Need for Change Challenged and Defended
Some questions challenged the need for change or expressed concern that the proposed changes will make the process for clearing medical devices so difficult that device innovation will be impeded and US patients will not have the benefit of new technology.
CDRH representatives restated the agency's commitment to supporting innovation, as one of its three main purposes. Many of the proposals were characterized as improving processes and communication, rather than changing the substantive principles that guide CDRH decisions. However, CDRH also said the process for clearing and monitoring devices needs revision, particularly to reflect increased complexity and advancing science. The same suite of industry concerns has been expressed before, in connection with the working group processes leading to the reports, and CDRH did not seem swayed by them today.
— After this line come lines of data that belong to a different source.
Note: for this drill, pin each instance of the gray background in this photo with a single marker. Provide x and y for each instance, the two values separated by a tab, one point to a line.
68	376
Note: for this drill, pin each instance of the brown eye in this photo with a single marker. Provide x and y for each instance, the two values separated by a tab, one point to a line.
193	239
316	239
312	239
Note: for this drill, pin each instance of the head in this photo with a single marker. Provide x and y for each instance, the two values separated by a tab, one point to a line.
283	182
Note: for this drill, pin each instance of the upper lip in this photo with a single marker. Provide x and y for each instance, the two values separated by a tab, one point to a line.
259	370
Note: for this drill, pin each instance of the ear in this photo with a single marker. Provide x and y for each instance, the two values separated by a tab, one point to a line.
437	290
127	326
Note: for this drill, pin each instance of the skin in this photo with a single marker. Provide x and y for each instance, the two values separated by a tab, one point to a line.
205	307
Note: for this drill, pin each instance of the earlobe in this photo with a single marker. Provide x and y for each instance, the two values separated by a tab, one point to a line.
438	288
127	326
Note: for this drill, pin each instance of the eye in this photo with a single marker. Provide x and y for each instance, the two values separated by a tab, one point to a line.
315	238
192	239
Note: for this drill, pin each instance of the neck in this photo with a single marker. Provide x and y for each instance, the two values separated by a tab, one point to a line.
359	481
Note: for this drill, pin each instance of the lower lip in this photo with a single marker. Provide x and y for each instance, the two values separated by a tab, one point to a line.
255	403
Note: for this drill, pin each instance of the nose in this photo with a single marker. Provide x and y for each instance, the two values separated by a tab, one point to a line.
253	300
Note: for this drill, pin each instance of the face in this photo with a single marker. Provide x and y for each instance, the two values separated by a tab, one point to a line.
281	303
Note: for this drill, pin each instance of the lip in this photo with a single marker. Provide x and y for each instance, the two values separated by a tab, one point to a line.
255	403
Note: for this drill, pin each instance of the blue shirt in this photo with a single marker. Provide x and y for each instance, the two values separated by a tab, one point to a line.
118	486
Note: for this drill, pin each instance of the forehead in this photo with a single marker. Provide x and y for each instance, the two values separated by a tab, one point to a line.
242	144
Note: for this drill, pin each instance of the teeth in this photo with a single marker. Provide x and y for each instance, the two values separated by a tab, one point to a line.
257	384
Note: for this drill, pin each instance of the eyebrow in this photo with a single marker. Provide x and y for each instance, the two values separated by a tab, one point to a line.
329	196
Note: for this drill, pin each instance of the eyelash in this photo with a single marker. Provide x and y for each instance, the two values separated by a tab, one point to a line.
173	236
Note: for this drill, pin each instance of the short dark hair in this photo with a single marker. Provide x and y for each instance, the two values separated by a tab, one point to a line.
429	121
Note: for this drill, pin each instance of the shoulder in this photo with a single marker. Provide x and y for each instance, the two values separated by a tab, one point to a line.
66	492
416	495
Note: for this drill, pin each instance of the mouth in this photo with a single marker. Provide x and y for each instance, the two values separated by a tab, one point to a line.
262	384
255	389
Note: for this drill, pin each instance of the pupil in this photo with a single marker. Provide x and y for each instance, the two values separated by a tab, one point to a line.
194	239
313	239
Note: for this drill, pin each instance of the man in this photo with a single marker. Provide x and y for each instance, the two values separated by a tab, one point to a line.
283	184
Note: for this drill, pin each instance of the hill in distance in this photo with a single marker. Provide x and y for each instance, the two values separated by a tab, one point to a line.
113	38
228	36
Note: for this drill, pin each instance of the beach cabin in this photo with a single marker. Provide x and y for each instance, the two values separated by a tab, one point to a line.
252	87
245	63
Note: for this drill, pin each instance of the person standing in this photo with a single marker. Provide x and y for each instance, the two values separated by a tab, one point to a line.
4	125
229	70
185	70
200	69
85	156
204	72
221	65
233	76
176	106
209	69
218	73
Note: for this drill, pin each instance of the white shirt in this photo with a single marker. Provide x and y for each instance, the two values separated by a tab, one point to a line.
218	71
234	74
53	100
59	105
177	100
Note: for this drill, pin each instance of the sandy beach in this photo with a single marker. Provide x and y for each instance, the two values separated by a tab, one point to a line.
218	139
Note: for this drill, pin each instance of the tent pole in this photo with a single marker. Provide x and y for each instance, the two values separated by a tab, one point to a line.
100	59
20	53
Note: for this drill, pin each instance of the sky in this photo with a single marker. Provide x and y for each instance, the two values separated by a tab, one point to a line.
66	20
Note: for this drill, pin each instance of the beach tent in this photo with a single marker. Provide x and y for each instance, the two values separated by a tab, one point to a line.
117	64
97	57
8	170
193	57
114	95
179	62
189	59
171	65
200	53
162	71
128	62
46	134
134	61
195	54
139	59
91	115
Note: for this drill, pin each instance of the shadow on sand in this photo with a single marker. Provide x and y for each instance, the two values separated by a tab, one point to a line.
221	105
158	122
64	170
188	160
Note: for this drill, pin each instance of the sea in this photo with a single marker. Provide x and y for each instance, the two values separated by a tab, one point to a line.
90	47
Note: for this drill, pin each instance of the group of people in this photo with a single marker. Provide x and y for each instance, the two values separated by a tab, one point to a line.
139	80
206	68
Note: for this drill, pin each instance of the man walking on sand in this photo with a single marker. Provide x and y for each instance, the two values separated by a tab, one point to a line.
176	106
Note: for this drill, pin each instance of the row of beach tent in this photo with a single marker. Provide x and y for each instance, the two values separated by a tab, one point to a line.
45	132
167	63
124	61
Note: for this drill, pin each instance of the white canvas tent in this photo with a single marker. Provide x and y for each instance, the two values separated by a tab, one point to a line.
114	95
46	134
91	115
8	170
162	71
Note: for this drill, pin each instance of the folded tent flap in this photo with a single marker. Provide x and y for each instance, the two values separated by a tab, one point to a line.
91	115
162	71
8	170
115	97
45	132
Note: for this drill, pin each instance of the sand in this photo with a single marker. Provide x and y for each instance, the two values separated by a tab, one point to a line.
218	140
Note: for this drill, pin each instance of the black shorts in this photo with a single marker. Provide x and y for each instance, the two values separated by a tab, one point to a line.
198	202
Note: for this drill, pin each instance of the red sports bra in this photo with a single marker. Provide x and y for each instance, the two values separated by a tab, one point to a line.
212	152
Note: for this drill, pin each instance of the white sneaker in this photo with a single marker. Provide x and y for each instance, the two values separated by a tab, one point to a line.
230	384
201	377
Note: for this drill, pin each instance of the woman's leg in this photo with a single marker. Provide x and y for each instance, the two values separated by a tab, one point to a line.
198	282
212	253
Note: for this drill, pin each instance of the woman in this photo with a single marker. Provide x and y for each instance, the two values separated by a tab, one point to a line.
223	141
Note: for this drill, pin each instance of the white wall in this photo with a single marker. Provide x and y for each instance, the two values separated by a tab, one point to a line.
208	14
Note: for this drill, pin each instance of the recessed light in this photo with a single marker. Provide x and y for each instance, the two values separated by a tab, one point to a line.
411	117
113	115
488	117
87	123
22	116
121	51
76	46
The overall message from this afternoon was that, from CDRH's perspective, the recommendations strike the right balance between innovation and safety.
Class IIB Not Designed to Increase Data Requirements
At one point in the afternoon, Christy Foreman, Acting Director of the Office of Device Evaluation, said it was not CDRH's intent to turn the world upside down for device manufacturers. She offered assurance that the new proposed classification level IIB was designed primarily to bring greater transparency to CDRH's current practices and thinking, rather than to fundamentally change CDRH's view about what data are required. The devices likely to be designated as needing clinical or manufacturing data per the new Class IIB are those, in most cases, for which CDRH already has been receiving such data. Dr. Shuren also expressed this view, both in his introductory comments and in response to a question. In addition, Ms. Foreman emphasized that a need for clinical data would not necessarily mean that a company must conduct a randomized, controlled clinical trial. The term clinical data should be interpreted broadly to include a range of available information about experience in people.